Here’s a shot seen outside the studio during last week’s North Carolina Night. As you can see the evening is almost over – five breaks down, one to go.
UNC-TV creates hundreds of hours of original programming a year and much of it needs to be edited into the final product you would see on your television. That equates to thousands of hours of raw footage and B roll that must be seen in order to create that final product.
Nowadays, most of the material is digital and can be viewed from an office PC, laptop or similar device. In years past, it might be on any manner of videotape that could require a special tape deck or playback machine to watch. Thus screening rooms were set up where producers, directors, talent and other personnel could view raw footage or the perhaps a final edited product.

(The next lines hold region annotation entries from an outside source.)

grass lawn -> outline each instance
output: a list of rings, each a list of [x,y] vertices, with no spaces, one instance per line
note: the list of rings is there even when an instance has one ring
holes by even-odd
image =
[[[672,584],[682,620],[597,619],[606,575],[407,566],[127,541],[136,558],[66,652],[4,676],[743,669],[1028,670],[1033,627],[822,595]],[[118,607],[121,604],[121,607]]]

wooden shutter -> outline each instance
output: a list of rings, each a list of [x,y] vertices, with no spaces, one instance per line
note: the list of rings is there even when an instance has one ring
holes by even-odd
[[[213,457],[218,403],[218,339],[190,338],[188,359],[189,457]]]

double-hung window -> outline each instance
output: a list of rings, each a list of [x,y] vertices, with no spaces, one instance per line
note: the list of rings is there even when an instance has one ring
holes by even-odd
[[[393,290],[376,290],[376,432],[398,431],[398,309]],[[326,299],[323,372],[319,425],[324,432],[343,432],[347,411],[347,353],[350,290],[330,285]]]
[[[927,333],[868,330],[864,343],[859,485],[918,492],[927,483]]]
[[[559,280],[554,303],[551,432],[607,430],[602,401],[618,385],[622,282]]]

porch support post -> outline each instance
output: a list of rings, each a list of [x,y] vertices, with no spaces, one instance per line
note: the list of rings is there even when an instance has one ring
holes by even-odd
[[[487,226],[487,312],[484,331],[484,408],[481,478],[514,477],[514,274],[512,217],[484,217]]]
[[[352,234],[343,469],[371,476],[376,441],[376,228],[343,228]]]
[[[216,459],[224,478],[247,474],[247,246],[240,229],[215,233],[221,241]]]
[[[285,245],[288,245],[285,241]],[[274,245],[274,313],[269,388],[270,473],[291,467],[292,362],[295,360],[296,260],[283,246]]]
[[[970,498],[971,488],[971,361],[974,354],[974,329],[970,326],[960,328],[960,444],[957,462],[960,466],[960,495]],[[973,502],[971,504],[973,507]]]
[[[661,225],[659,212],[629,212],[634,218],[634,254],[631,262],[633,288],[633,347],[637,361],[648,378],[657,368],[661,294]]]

FYI: since the advent of digital, these screening rooms are virtually unused and most have been converted into audio booths or coopted as storage space or something else entirely. What’s in this one? Can’t tell you – the door is locked.
For some reason tote bags have always been associated with public broadcasting. It’s almost a cliché really. But, true enough, tote bags have been handed out in various forms by PBS stations for decades. I don’t know if the one pictured below was a giveaway or not but it caught my eye recently when I spied it in a meeting room.
It’s a Mister Rogers’ Neighborhood bag featuring the Neighborhood Trolley. Might be an obscure premium from a long-forgotten fund drive or a kitschy collectible from PBS Kids past. Regardless, I thought it was a pretty neat discovery.
Chris and Martin Kratt’s unique live look at the fauna of the The Last Frontier concludes Sunday night at 8 on UNC-TV. If you haven’t been following the amazing television that is Wild Alaska Live there will be ample opportunity to watch it again (the series repeats on the Explorer Channel in August).
Here’s a shot of a promotional poster gracing a co-worker’s cubicle.
This may seem to be an odd sight for a television station but it’s one I spied recently in a small room which doubles as the offices for our on-air fund drives. If memory serves, these inflatable emoji balls (I swear – if there’s another name, it escapes me) were used for the set of some of our more recent drives. Perhaps they are now merely waiting for their next on screen appearance.
Here’s a shot of one of our remote production trucks as it waits its next assignment. UNC-TV sends crews to every end of North Carolina to record interviews, concerts, press conferences and uncountable hours of footage every year for use in the numerous original programming we produce here in our RTP facilities.
If you see one of these UNC-TV vehicles on the roadways around our fair state, feel free to give ’em an encouraging wave.